Dies würde erklären, warum das Virus auch ohne Übertragung durch die Varroamilbe in den Bienenstöcken erhalten bleibt. In Muskel- und Blutzellen konnten dagegen keine viralen Proteine nachgewiesen werden.

Die neue Methode kann vielfältig angewendet werden

Mit dem molekularen Klon können verschiedene Aspekte einer Infektion im Labor gezielt nachgestellt, verändert und erforscht werden.

Das betrifft die Übertragung durch die Varroamilbe, den Infektionsverlauf und die Vermehrung des Virus in den unterschiedlichen Entwicklungsstadien und Körperzellen der Honigbiene.

Durch kontrollierte Versuchsbedingungen können neue Strategien entwickelt werden, um die Verluste von Bienenvölkern durch das Virus effektiv zu reduzieren.

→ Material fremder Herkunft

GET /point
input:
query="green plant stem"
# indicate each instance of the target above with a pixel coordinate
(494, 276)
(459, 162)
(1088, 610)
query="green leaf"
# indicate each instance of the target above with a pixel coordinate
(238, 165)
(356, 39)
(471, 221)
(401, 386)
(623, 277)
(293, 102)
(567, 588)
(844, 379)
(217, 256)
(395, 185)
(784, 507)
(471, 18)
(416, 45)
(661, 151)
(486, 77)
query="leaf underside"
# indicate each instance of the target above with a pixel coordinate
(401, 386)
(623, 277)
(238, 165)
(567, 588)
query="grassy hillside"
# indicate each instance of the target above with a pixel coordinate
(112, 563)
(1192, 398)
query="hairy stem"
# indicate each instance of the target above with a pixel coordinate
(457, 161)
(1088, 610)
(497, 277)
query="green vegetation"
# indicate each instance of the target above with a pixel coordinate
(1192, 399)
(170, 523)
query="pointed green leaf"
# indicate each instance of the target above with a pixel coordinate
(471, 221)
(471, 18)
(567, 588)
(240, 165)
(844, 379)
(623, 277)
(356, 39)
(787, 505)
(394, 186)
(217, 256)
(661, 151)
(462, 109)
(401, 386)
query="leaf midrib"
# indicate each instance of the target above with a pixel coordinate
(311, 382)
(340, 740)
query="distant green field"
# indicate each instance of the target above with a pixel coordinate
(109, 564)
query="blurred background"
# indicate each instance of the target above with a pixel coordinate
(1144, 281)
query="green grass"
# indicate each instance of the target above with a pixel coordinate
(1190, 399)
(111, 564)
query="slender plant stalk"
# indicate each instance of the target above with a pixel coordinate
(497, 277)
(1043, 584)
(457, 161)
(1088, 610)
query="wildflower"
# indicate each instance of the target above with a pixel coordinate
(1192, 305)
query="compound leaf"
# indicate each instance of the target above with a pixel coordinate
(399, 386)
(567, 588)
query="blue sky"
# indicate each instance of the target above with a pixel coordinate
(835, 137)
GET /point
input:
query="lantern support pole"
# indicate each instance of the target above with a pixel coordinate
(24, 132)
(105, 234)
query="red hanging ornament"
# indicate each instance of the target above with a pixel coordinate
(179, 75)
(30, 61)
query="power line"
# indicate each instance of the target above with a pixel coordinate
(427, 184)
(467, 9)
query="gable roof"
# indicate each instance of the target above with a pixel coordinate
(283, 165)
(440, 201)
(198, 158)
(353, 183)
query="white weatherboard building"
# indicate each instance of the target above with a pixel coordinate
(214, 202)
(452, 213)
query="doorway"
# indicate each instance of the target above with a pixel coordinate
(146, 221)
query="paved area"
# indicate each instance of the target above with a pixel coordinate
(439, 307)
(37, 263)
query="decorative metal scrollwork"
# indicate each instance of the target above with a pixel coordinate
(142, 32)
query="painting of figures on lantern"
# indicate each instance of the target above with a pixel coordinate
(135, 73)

Auch wenn im beschriebenen Versuch gezielt mit nur einem Virusstamm gearbeitet wurde, kann die Methode auch für andere Virusstämme genutzt werden. „Häufig ist eine Biene nicht nur von einer Virusspezies befallen.

Mit dem Versuchssystem kann nun festgestellt werden, welche Viren besonders viel Schaden anrichten und wie sich die Viren in Mischinfektionen verhalten“, erklärt Lamp. „Damit lassen sich gezielte Strategien gegen krankmachende Viren ausarbeiten.“

Das Flügeldeformationsvirus, Englisch „deformed wing virus“ und kurz DWV genannt, gehört zur Familie der Iflaviren. Diese Viren sind sogenannte RNS-Viren und haben als Erbgut nur einen Ribonukleotid-Einzelstrang, im Gegensatz zu der bei Säugetieren üblichen doppelsträngigen DNS.

Infektionen mit dem Flügeldeformationsvirus sind zumeist, aber nicht ausschließlich, an den Befall eines Stocks mit der Varroamilbe gekoppelt. „Das Virus kann auch nachgewiesen werden, wenn keine Parasiten im Stock sind“, erklärt Benjamin Lamp.

Publikation

Der Artikel „Construction and Rescue of a Molecular Clone of Deformed Wing Virus (DWV)“ von Benjamin Lamp, Angelika Url, Kerstin Seitz, Jürgen Eichhorn, Christiane Riedel, Leonie Janina Sinn, Stanislav Indik, Hemma Köglberger und Till Rümenapf wurde in der Fachzeitschrift PLOS ONE veröffentlicht.